I made this cake for my friends wedding last summer. Many of the guests (non-vegans) at the wedding were worried how the cake would taste. Everyone loved it! The Bride found the recipe somewhere online and we played with it. I tripled this recipe to make this for the wedding ( two 10 inch round cakes and two 8 inch round cakes) You could use my Easy Buttercream Icing # 425083, to ice the cake, but we used my Macadamia Nut Butter Buttercream Icing #425225. To make either of these icings vegan, just leave out the meringue powder. To fill the middle of the layers we used my Vegan Lemon Curd #425233.

Provided by CupcakeAngel

Categories     Dessert

Time 50m

Yield 2 8 inch cakes, 10-12 serving(s)

Number Of Ingredients 14

2 1/2 cups white flour
2 tablespoons white flour
1 1/2 cups granulated sugar
2 teaspoons baking powder
1/2 teaspoon baking soda
3/4 teaspoon salt
1/4 cup margarine
2 tablespoons margarine
2 tablespoons lemon juice
1 cup water
1 large lemon, zest of
3/4 cup soymilk
1 1/2 teaspoons vanilla
1 teaspoon lemon extract

Steps:

  • Preheat oven to 350°F.
  • Prepare the pans by greasing with margarine and dusting with flour.
  • Mix the dry ingredients together with a whisk in a large mixing bowl.
  • Add the margarine, water and lemon juice and beat with an stand mixer for a minute.
  • Add the remaining ingredients and beat one more minute.
  • Divide equally between the cake pans.
  • Bake until cakes test done. (8 inch pan about 40 - 50 minutes, 10 inch pan about 50-60 minutes).
  • Cool on racks for 10 minutes, then loosen cakes and remove from pans to finish cooling, otherwise it might crack and fall apart from being too warm.
  • To remove from pans, first, run a thin knife to loosen the edge of the cake layer from the pan.
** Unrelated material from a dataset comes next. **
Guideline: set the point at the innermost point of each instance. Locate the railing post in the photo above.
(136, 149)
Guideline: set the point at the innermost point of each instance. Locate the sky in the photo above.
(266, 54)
Then, place a wire rack over the top of it and with a hand on each side of the baking pan and rack, quickly invert. Gently shake or tap the bottom of the pan with a wooden spoon handle to help remove the cake layer. Carefully peel off the liner and turn cake layer right-side-up to cool on a wire cake rack.
  • When completely cool cover one layer of cake with Vegan Lemon Curd #425233, and then cover with other layer of cake.
  • Cover cake with icing of your choice. May favourite is Macadamia Nut Butter Buttercream Icing #425225, but you could use Easy Buttercream Icing # 425083.